Production rate control of an unreliable manufacturing cell with adjustable capacity

This article addresses the production control problem of an adjustable capacity unreliable manufacturing cell responding to a single product type demand. The manufacturing cell is composed of an unreliable machine, called the ‘central machine’. Due to availability fluctuations, the central machine may fall short of meeting the long-term demand rate. In order to quickly adjust the production capacity and thus meet the demand, a reserve machine is called upon in support if the finished product inventory level drops below a specific threshold. Such a machine involves higher production costs compared with the central one.

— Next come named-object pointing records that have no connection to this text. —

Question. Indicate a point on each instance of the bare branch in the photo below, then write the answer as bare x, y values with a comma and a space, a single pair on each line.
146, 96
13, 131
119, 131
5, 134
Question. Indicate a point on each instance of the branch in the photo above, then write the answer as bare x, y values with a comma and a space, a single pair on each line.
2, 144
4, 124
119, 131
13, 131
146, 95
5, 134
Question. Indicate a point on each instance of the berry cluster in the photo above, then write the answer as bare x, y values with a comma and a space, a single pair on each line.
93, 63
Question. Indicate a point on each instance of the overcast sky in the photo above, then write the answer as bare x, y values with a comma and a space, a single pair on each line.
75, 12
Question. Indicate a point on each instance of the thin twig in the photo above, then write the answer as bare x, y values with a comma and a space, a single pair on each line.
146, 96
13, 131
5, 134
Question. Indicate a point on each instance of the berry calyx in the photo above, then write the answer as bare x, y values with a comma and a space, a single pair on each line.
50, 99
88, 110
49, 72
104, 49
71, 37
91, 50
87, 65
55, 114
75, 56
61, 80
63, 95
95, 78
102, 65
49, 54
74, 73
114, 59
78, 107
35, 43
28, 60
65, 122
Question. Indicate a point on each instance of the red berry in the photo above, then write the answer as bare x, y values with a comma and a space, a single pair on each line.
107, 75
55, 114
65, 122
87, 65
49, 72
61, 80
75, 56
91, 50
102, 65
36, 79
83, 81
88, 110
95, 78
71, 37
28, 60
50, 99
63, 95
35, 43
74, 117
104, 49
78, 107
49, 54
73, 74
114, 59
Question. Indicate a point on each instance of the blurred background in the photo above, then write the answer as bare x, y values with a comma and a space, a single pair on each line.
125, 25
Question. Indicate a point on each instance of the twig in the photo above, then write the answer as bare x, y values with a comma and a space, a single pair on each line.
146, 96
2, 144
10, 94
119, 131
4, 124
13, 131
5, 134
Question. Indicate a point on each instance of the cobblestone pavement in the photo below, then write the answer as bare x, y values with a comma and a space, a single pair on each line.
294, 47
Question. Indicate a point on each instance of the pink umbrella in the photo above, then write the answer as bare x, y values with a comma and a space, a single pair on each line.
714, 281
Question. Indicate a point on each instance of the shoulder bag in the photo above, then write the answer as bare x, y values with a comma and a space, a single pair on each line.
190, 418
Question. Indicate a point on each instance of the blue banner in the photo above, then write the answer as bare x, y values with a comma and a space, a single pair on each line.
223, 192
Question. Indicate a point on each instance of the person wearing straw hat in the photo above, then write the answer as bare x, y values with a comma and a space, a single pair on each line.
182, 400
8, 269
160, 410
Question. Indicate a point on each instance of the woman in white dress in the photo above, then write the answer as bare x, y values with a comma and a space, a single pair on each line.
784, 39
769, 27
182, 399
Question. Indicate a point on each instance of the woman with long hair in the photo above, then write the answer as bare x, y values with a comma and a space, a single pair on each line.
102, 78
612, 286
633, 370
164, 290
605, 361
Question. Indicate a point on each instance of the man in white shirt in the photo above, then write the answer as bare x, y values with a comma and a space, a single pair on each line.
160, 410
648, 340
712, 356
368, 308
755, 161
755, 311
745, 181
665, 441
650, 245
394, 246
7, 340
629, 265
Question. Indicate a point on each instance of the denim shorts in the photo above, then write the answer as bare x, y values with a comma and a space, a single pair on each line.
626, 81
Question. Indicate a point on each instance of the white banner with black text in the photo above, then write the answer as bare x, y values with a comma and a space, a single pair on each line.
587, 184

This article aims to determine the optimal production control policy for the involved machines in order to minimise production, inventory and backlog costs over an infinite horizon. This article proposes a continuous dynamic programming formulation of the problem and adopted a numerical scheme to solve the optimality conditions equations. The optimal production policy is shown to be described by a state dependent hedging point policy (SDHPP). To determine the optimal control policy parameters, an experimental approach based on design of experiments, simulation modelling, and response surface methodology is proposed. Several sensitivity analyses have been carried out and have shown the robust behaviour of the developed policy facing expected variations of the system parameters. The results also show that the proposed SDHPP policy outperforms classical stand-by and parallel machines based control policies. The usefulness of the proposed approach is outlined for more complex situations where the system must deal with non-exponential failure and repair time distributions.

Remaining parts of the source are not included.